Bruxelas diz que, apesar de serem cada vez mais os jovens portugueses a terminar o ensino superior, o valor ainda continua abaixo da média europeia e que esse aumento falhou ao não aumentar "proporcionalmente o emprego dos jovens”.

A taxa de desemprego jovem em Portugal fixou-se nos 35,5% em Julho, a quinta mais elevada da Europa.

Quanto às recomendações sobre a execução do programa europeu "Garantia Jovem", a Comissão Europeia defende que Portugal tem de continuar os esforços para fazer face ao elevado desemprego jovem, referindo que para tal é preciso antecipar as competências que serão necessárias e reforçar o contacto com os jovens não registados.

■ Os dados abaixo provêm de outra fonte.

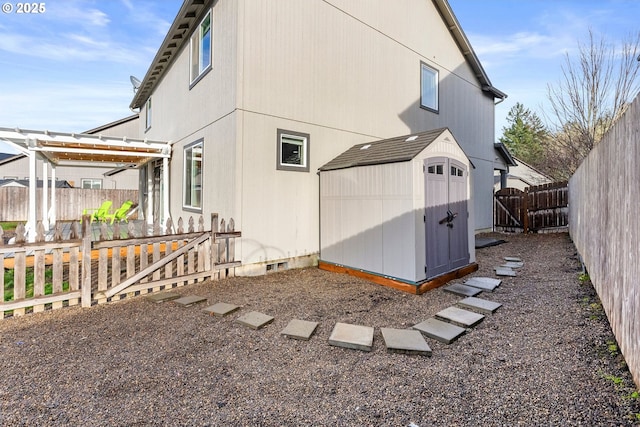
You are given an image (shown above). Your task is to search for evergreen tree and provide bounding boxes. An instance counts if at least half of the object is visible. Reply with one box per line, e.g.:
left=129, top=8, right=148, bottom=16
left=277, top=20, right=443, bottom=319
left=499, top=102, right=547, bottom=167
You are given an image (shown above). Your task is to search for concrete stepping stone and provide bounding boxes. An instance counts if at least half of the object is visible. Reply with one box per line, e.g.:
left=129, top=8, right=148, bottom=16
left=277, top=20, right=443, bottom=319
left=442, top=283, right=482, bottom=297
left=380, top=328, right=431, bottom=356
left=147, top=292, right=182, bottom=304
left=173, top=295, right=207, bottom=307
left=280, top=319, right=318, bottom=341
left=464, top=277, right=502, bottom=292
left=436, top=306, right=484, bottom=328
left=329, top=323, right=373, bottom=351
left=500, top=261, right=524, bottom=269
left=458, top=297, right=502, bottom=314
left=413, top=318, right=466, bottom=344
left=495, top=267, right=516, bottom=277
left=236, top=311, right=274, bottom=329
left=204, top=302, right=240, bottom=316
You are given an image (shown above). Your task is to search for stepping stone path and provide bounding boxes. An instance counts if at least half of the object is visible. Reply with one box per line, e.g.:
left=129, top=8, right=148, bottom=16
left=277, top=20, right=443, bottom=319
left=147, top=257, right=524, bottom=356
left=458, top=297, right=502, bottom=314
left=413, top=318, right=465, bottom=344
left=280, top=319, right=318, bottom=341
left=173, top=295, right=207, bottom=307
left=236, top=311, right=274, bottom=330
left=495, top=267, right=516, bottom=277
left=329, top=323, right=373, bottom=351
left=500, top=261, right=524, bottom=269
left=436, top=307, right=484, bottom=328
left=204, top=302, right=240, bottom=316
left=380, top=328, right=431, bottom=356
left=442, top=283, right=482, bottom=297
left=147, top=292, right=182, bottom=304
left=464, top=277, right=502, bottom=292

Defende ainda o aumento do limite de elegibilidade dos jovens desempregados para o regime de rendimento mínimo e que seja garantida uma cobertura adequada da assistência social.

Em Portugal, este plano, apresentado no final do ano passado, dirige-se ao grupo de jovens entre 15 e 29 anos. Portugal é elegível para fundos deste programa europeu com 160,8 milhões de euros.